Ishii: A paper is like going for a short run, and a book is like going for a long run. When you do fieldwork for a long time, you accumulate a lot of data, and an ethnography is the best way to synthesize it. The beauty of ethnography is that it can describe details that would be left out of an academic paper, such as the subtleties of locals’ lives and personalities.

On the other hand, each journal has its own characteristics. To a certain extent, the advantage of this is that one can focus, deciding on a topic and narrowing down the prior research. This way, you can release your research in a compact form.

――So in some ways they each have their strengths, and monographs are better for developing data in various ways.

A monograph is a lot of work, but it’s filled with so much.

――Looking at your work in the context of humanities and social science research as a whole, it seems like it is relatively easy for you to connect with various international trends; you have published articles and books in both Japanese and English, and then there’s also the nature of the field of cultural anthropology. What do you think about the issue of publication language?

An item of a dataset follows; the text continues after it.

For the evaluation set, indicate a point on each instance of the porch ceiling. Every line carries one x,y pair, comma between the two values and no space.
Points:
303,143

Ishii: That’s a hard one. In the case of cultural anthropology, it’s perhaps easier to communicate in English compared with other humanities and social science fields. Academically speaking, the center of academia is still in the Western world, and major theories are still centered in the West. I think it is really meaningful in this context to, as a Japanese researcher, share what I have been thinking in Japanese in another language.

In my case, I have been greatly influenced by Japan’s philosophy and thought, including the ideas of Kimura Bin and Sakabe Megumi. When I published a paper in English with this kind of intellectual background, surprisingly people found it really interesting, so I think that encouraged me to submit articles in English. However, I think there are times when people, before they have had that kind of experience, hesitate to publish in English, for language, systemic, and other reasons. However, this situation will probably change if, for example, more people obtain their degrees overseas.

――We’ve covered a wide range of issues―not only open access, but also publishing overseas, the characteristics of your field, and properly evaluating scholarship. Thank you for your time.